Linear Cherry stopped by the Treasure Trove Jewelers near Metro Center on Monday morning, as he does from time to time, to weigh his vanity against his wallet.

He’s been wanting a gold ring with a lion. “I’m a Leo,” he said.

He saw the “Retirement Sale” signs in the window of the G Street store and knew his time was running out.

“You better get that ring,” said David Broder, 67, who runs the store with his younger brother Marc.

Diamonds may be forever, but the same cannot be said for the jewelry business.

Tastes have changed since the brothers’ father opened the store in 1946. Back in the ’70s and ’80s, a lot of men would come in, like Cherry, looking for some bling for their fingers or their necks.

“Remember Mr. T?” David says of a time when men wore strands of gold.

“We used to sell as much men’s jewelry as women’s. That’s unheard of now,” he said.
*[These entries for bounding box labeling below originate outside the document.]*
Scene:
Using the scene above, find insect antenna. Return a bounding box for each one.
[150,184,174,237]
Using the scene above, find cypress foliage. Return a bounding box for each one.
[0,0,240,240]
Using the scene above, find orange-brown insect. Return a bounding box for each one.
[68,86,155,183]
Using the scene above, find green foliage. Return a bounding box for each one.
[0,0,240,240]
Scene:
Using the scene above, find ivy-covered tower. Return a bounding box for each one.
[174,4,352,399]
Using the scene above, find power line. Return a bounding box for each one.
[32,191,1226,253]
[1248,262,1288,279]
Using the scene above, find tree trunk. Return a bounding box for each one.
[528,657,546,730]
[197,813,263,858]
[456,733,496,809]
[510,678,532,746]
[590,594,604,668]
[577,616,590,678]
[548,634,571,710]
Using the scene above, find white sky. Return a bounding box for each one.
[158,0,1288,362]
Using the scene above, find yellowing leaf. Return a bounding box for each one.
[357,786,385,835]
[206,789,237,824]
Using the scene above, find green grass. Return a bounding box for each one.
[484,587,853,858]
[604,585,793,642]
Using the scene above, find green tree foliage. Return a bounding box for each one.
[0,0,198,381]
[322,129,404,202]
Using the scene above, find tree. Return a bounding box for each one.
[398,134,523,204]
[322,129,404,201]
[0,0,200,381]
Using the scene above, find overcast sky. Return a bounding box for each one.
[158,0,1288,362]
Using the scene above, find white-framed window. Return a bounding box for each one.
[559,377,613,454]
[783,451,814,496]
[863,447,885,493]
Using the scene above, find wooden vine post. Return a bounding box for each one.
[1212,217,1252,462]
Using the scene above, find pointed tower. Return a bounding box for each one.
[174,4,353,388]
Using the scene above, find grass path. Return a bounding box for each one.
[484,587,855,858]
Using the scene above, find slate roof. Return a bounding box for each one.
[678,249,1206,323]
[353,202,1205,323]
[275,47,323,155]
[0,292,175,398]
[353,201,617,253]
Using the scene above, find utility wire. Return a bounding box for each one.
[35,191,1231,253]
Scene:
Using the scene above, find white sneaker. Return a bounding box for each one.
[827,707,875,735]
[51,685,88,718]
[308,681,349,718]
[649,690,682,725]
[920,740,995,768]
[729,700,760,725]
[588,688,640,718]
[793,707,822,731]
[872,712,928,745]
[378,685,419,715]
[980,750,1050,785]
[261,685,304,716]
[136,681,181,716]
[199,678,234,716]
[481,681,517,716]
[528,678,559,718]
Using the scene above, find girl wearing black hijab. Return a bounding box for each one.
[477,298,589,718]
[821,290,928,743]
“We used to have a lot of pimps and hustlers as customers,” said Marc, 62. “They were the nicest guys. But then you’d hear this guy got killed, or that guy. And eventually they all went away."

Over the course of a couple of hours, a handful of people straggled in, like a woman distraught that the diamond on the ring her husband slipped on her finger 50 years ago had fallen off, and bounced away. Another woman came to buy some yen at the currency exchange the brothers started. Marc plans to continue that part of the business at another jewelry store nearby, Bensons Jewelers.

“You used to have to take a number. We were like the Apple Store,” David said.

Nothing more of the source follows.